Alfalfa Harvest Delayed? Adjust Cutting Height
Two weeks of intermittent rains have delayed alfalfa harvest for many producers. As of Sunday, May 29, first cutting had been taken on 31% of the state's alfalfa crop, ahead of last year's 19% and the five-year average of 27%. If you weren't one of the lucky growers who got theirs cut and put up before more more rains came, you may want to consider adjusting your cutting height.
Even if your alfalfa is not blooming heavily, you may be surprised to find that it already has started growing your next cutting. Before cutting walk into your alfalfa field and look closely at the base or crown of the plants.
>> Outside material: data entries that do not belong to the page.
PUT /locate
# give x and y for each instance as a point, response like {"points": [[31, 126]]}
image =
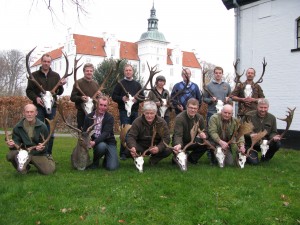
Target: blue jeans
{"points": [[109, 151], [124, 119], [42, 114]]}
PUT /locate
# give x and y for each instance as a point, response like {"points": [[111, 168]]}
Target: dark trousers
{"points": [[124, 119], [42, 114], [253, 158]]}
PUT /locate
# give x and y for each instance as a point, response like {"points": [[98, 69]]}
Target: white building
{"points": [[271, 29], [152, 47]]}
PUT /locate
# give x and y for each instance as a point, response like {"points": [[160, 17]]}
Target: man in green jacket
{"points": [[221, 130], [29, 132]]}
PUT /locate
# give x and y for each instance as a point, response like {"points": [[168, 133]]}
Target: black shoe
{"points": [[92, 167]]}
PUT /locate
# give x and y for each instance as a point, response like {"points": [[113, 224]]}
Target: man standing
{"points": [[119, 96], [221, 130], [247, 103], [89, 87], [29, 132], [48, 79], [217, 89], [262, 120], [103, 140], [191, 91], [184, 123], [141, 135]]}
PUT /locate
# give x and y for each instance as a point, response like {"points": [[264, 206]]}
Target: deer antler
{"points": [[53, 91], [52, 124], [288, 120], [75, 75], [237, 75], [263, 72], [30, 76], [153, 71], [204, 72]]}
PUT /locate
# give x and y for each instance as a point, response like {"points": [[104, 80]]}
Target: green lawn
{"points": [[265, 194]]}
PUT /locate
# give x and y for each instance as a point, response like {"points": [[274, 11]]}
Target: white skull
{"points": [[181, 159], [220, 156], [22, 158], [48, 101], [242, 160], [219, 106], [128, 105], [264, 147], [163, 108], [139, 162], [248, 91], [89, 105]]}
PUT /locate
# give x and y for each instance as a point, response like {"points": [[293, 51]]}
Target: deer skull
{"points": [[48, 101], [248, 91], [139, 162], [242, 160], [219, 106], [22, 158], [181, 159], [264, 147], [163, 108], [128, 105], [220, 156]]}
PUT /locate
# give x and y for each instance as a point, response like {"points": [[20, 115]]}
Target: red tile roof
{"points": [[88, 45]]}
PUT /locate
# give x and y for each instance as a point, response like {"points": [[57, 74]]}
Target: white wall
{"points": [[268, 30]]}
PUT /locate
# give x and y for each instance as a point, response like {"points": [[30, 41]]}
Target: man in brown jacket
{"points": [[142, 137], [184, 122]]}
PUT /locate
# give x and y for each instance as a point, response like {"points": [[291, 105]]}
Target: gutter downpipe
{"points": [[237, 11]]}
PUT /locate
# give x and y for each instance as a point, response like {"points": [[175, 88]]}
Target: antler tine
{"points": [[75, 75], [30, 76], [60, 110], [237, 75], [263, 72], [153, 71], [288, 120], [65, 75]]}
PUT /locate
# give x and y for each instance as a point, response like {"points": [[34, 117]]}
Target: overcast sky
{"points": [[206, 26]]}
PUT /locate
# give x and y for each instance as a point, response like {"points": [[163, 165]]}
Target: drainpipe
{"points": [[237, 37]]}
Do you see short, new shoots starting to grow? These new shoots are the new plants that your alfalfa hopes to turn into your second cutting.
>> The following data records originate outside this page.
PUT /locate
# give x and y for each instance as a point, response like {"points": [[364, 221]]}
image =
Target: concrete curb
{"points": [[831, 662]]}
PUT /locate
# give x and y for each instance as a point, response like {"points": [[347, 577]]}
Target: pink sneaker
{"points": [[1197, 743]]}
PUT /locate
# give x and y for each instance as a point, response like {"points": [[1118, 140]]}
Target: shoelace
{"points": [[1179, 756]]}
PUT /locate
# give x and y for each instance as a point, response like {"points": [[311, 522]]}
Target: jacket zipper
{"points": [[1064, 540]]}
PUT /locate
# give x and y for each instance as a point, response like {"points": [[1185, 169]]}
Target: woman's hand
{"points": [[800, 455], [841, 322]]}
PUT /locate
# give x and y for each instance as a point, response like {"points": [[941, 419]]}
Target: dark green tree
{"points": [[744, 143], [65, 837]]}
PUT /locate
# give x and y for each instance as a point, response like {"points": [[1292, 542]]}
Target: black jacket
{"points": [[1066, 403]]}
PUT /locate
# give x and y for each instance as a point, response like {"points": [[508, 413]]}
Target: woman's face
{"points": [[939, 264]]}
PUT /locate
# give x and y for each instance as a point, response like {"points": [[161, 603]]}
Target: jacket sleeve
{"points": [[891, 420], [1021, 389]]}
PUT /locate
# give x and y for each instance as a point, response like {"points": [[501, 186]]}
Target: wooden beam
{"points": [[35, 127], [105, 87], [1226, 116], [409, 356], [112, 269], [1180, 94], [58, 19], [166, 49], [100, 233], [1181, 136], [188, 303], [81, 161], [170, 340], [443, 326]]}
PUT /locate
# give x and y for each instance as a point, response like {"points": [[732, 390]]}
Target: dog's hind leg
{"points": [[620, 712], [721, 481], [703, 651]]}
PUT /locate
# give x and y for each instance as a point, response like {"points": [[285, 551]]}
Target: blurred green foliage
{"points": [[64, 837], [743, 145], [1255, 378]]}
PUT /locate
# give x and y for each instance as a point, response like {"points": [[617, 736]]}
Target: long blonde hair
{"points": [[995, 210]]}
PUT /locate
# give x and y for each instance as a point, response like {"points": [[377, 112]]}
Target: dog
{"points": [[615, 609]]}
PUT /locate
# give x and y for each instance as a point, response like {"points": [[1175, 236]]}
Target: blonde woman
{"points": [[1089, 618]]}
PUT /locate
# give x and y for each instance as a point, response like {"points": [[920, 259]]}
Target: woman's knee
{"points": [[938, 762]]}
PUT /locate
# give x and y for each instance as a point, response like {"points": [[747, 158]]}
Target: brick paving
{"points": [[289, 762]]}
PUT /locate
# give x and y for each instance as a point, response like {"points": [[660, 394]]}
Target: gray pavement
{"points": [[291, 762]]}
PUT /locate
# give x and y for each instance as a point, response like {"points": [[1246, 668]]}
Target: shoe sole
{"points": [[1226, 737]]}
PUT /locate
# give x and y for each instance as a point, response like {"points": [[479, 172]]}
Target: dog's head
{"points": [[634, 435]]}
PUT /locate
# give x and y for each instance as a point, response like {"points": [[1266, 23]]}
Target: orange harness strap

Look closely. How tall are these new shoots? Are many of them a couple inches taller than your usual cutting height? If you cut these new shoots off — along with the first growth — your alfalfa plants will have to start a whole new set of shoots for regrowth. This could cause a delay in second cutting regrowth by as much as one week.
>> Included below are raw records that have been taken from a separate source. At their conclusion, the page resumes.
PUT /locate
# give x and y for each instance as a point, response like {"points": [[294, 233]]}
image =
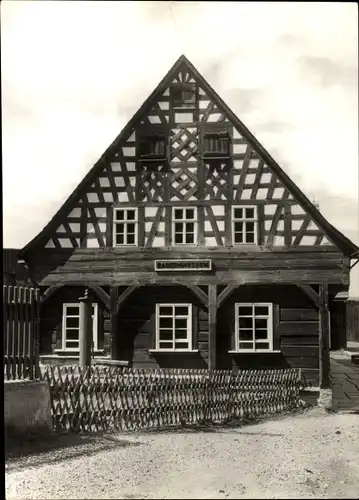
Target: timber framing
{"points": [[216, 104]]}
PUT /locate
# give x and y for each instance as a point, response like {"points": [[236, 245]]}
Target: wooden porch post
{"points": [[114, 320], [212, 324], [85, 327], [324, 330]]}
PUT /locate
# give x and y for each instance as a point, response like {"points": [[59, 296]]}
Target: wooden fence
{"points": [[20, 332], [103, 399]]}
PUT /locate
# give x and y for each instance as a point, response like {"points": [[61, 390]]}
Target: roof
{"points": [[341, 241]]}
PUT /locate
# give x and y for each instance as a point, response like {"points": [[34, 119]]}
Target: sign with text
{"points": [[183, 265]]}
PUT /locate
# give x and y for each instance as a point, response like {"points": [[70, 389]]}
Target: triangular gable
{"points": [[256, 176]]}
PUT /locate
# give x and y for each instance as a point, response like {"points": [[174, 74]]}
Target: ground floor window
{"points": [[254, 327], [174, 327], [71, 326]]}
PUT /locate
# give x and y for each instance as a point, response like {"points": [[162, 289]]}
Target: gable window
{"points": [[125, 226], [183, 95], [174, 327], [152, 147], [184, 226], [216, 144], [71, 326], [254, 327], [244, 225]]}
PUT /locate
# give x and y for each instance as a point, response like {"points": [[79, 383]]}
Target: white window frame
{"points": [[125, 221], [269, 323], [189, 327], [185, 221], [94, 326], [244, 220]]}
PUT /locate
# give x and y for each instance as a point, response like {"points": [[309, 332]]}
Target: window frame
{"points": [[189, 337], [244, 221], [270, 327], [64, 329], [185, 221], [125, 222]]}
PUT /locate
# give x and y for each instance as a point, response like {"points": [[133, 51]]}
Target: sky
{"points": [[73, 74]]}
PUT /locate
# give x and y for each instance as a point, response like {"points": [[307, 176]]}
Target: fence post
{"points": [[85, 334]]}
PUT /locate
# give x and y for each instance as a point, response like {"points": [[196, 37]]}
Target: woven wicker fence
{"points": [[103, 399]]}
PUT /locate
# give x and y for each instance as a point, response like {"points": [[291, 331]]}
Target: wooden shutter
{"points": [[195, 320], [276, 320]]}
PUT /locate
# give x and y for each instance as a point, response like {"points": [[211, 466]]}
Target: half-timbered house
{"points": [[197, 247]]}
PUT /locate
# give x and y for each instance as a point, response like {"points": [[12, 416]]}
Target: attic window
{"points": [[153, 148], [216, 144], [184, 95]]}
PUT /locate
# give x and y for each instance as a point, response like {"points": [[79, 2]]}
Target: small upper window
{"points": [[153, 148], [244, 225], [125, 226], [184, 226], [184, 95], [216, 144]]}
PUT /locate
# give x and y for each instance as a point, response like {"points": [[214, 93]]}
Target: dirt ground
{"points": [[310, 455]]}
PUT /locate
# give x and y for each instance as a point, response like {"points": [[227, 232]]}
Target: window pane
{"points": [[72, 322], [245, 323], [246, 345], [130, 239], [166, 310], [238, 213], [260, 323], [250, 213], [181, 345], [165, 335], [261, 335], [72, 335], [262, 345], [238, 237], [165, 345], [261, 310], [73, 311], [245, 310], [166, 322], [178, 213], [181, 310], [245, 335], [180, 334]]}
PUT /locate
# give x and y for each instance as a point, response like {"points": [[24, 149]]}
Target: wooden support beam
{"points": [[49, 292], [101, 295], [199, 294], [308, 290], [114, 321], [124, 295], [324, 332], [212, 323], [225, 294]]}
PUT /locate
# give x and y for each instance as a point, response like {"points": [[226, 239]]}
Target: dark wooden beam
{"points": [[114, 321], [324, 332], [102, 295], [225, 294], [308, 290], [49, 292], [212, 323], [199, 294], [124, 295]]}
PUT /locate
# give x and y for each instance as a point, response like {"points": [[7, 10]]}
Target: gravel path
{"points": [[312, 455]]}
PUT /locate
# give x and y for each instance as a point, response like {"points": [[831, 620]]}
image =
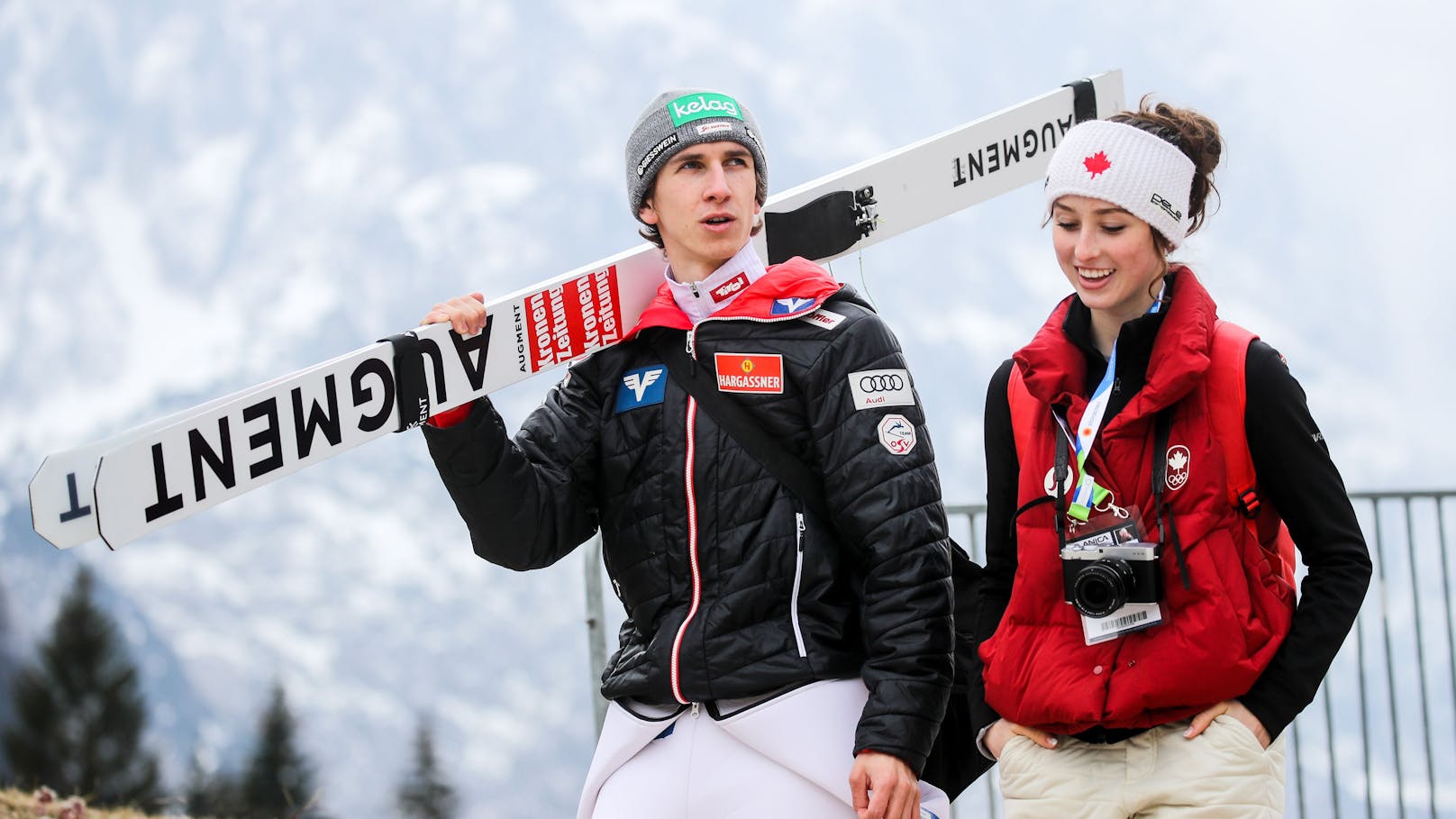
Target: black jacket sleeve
{"points": [[1295, 472], [526, 502], [1002, 469], [887, 509]]}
To avoid further complicating an already delayed cutting cycle, raise your cutting height just a couple inches so that you avoid clipping most of these new, second growth shoots. Your regrowth will have a head start toward the next cutting and, since the stubble you leave behind is of low feed value, the yield you temporarily sacrifice is mostly just filler.
Normally I would suggest cutting alfalfa as short as possible to maximize yield, but not in the case of a delayed first cutting. Check for regrowth and, if necessary, raise the cutting height to assure a successful second harvest too.